I don't mind hearing neighbors off in the distance...the trees do a decent job of dampening their going-ons. Plus, if I need to socially interact, I can or not. I see my neighbors once a year on average (I have seen my neighbors two over more because I like to chat on a nice summer evening). And thankfully, we don't gun enthusiasts up here...lol
Sure, we hear them during hunting season in the mountains. No trains, no real hwys, no heavy industry. 
I wonder how there is any secluded spots left in the states?! I mean, there are about 320 million of you. Most of whom, clamor for the warm states. I do like the idea of a warm spot, but within reason, and south of the Dixon line, it gets too hot in high summer. 
And all of the good spots have been taken, leaving the dregs. 

The most important thing for me is a place where one wakes up in morning on their own accord, and the view is the same as when they went to bed (not seeing neighbors). And when one steps out of their home, they can do whatever they want, make whatever noise they want, without a peep from anybody. A place where nobody visits you, unless you invite them. You get no canvassers, salesmen or accidental visitors. No planes buzz you (I get the occasional float plane in summer...drives me batty...lol).


----------



## Xanatosnemos (Nov 18, 2016)

that Sounds lovely. Im trying to get 50 acres or so to follow joel salatin methods.


----------



## TnAndy (Sep 15, 2005)

Xanatosnemos said:


> ...... follow joel salatin methods.


You're gonna get free labor from interns and lots of money from speaking fees and seminars ?

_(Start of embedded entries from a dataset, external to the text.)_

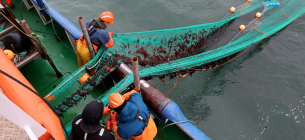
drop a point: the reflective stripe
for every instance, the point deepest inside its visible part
(85, 137)
(121, 98)
(141, 118)
(78, 121)
(113, 102)
(90, 28)
(106, 16)
(102, 132)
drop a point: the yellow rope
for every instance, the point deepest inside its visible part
(18, 28)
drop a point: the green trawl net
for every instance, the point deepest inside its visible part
(156, 47)
(172, 50)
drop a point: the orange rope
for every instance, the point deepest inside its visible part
(286, 15)
(145, 82)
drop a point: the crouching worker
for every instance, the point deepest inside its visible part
(87, 125)
(99, 37)
(134, 120)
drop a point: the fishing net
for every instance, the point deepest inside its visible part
(156, 47)
(183, 50)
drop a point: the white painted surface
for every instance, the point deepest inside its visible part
(13, 113)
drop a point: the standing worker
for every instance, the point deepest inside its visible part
(9, 2)
(98, 36)
(134, 120)
(87, 125)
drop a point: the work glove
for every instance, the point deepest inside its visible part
(106, 110)
(108, 125)
(113, 116)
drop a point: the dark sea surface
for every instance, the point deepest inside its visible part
(258, 96)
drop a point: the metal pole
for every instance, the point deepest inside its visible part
(86, 35)
(135, 68)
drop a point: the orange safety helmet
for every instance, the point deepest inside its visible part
(107, 16)
(116, 100)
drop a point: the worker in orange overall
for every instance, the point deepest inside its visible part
(99, 37)
(9, 2)
(134, 120)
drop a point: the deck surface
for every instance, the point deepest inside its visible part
(10, 131)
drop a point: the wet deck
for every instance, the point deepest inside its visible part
(10, 131)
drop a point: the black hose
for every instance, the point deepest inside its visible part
(9, 76)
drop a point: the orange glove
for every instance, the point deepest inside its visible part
(108, 125)
(127, 95)
(113, 116)
(111, 33)
(106, 110)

Good gig if you can get it !


----------



## TnAndy (Sep 15, 2005)

topside1 said:


> 95 counties, long thin state....Enjoy your dream.


In fairness, there is that area down around Shelby county we've been trying to get Arkansas to adopt for many years now........


----------



## melli (May 7, 2016)

Xanatosnemos said:


> So that I can afford to build the house at all, (building codes are regulations which are not really very well inspected. its a money racket and ultimately just prices some people out of the market of owning a home at all thus creating many other economic imbalances. Basically, I do not need the governments permission to build my own home there, and I can do a far superior job than the building code even allows for. I'm afraid this is just a common misconception, building codes only hurt people and especially the poorest. By relocating to a no restriction county I can invest in a $700 machine and begin to use dirt to create CEB blocks, which I can then use for every building i want to build, including my own home. This will last for 1000 years when done properly, is non toxic, will not burn, mold, is insect and rodent proof, is soundproof, bulletproof, and will be incredibly insulative in both winter and summer.
> https://www.youtube.com/watch?v=lLa4eu9HkCI


Very interesting Xana! 
Now, I know earthen homes are a proven commodity in arid locations, but I've yet to see one on the wet coast. Plus, seismic issues come to mind, even though they've done shake table demos on earthen homes that have been reinforced. Still, they certainly look appealing by any measure. I like the bunker feel of those homes. Getting the ideal dirt mix is critical. 
Would be pretty sweet to just buy one of those earthen making machines, and pump out bricks...btw- those machines are not cheap. 
Would be great to just experiment with one...but for me, the machine is too expensive to experiment with. Now, I have a concrete mixer, and experimenting with concrete is fairly cheap. Just get a pile of navvy jack, and a few bags of Portland cement...I get consistent results. 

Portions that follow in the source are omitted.